Published on 1st Dec 2014
There has been little let up in the discussion of international tax avoidance over the last year. Whilst the Chancellor would undoubtedly like to tackle head on those tech companies which pay minimal corporation tax in the UK, it may be difficult for the UK to go it alone in advance of international rules being finalised (most notably the OECD programme to prevent “Base Erosion and Profit Shifting” or “BEPS Project”).
We do not think that the Pre-Budget Report will include any wholesale changes to the way in which multinational companies are taxed in advance of the BEPS Project being finalised. However, the Chancellor may, want to introduce further rules attacking the use of hybrid instruments and hybrid entities in advance of the final OECD report, given that this is a topic on which substantial agreement on the need for reform has already been reached.
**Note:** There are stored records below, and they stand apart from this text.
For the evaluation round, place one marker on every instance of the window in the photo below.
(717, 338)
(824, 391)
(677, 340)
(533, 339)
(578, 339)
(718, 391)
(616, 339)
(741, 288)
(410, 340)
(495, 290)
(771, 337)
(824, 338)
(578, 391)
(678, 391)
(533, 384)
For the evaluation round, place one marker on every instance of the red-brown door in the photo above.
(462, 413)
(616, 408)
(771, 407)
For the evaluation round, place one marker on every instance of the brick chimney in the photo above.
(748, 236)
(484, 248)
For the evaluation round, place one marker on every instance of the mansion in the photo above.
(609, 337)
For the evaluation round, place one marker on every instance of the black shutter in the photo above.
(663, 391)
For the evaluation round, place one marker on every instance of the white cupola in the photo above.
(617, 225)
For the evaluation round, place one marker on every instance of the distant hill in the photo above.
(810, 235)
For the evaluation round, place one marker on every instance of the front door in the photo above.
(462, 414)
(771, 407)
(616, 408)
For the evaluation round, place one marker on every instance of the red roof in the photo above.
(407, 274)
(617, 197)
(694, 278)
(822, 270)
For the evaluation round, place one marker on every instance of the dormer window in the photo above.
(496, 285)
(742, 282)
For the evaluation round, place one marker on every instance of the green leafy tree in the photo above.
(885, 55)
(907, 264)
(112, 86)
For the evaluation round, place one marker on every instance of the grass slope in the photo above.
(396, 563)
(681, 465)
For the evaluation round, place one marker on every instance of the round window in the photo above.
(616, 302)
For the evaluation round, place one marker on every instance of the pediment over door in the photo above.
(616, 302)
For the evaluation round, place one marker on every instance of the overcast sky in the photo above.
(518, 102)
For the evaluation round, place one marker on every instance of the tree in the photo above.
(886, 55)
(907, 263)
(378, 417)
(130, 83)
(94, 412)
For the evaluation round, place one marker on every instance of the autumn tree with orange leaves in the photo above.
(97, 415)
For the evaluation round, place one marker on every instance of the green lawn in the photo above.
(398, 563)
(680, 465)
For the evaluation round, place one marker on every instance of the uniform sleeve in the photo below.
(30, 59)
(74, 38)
The political pressure to include new anti-avoidance rules remains strong given that the UK has itself not been above criticism for introducing tax rules which encourage international tax avoidance, as the recent row between the UK and German Goverments about UK Patent Box have demonstrated.
Any new rules will come at a time of great debate over tax avoidance and how to tackle it. Novel ways of attacking tax deals concluded between companies and national governments have included arguing that they constitute illegal State Aid.
The impact of any new anti-avoidance rules will be strengthened by the recent signing by fifty one countries of a new agreement to allow the automatic sharing of tax information between countries, which is the first of its kind.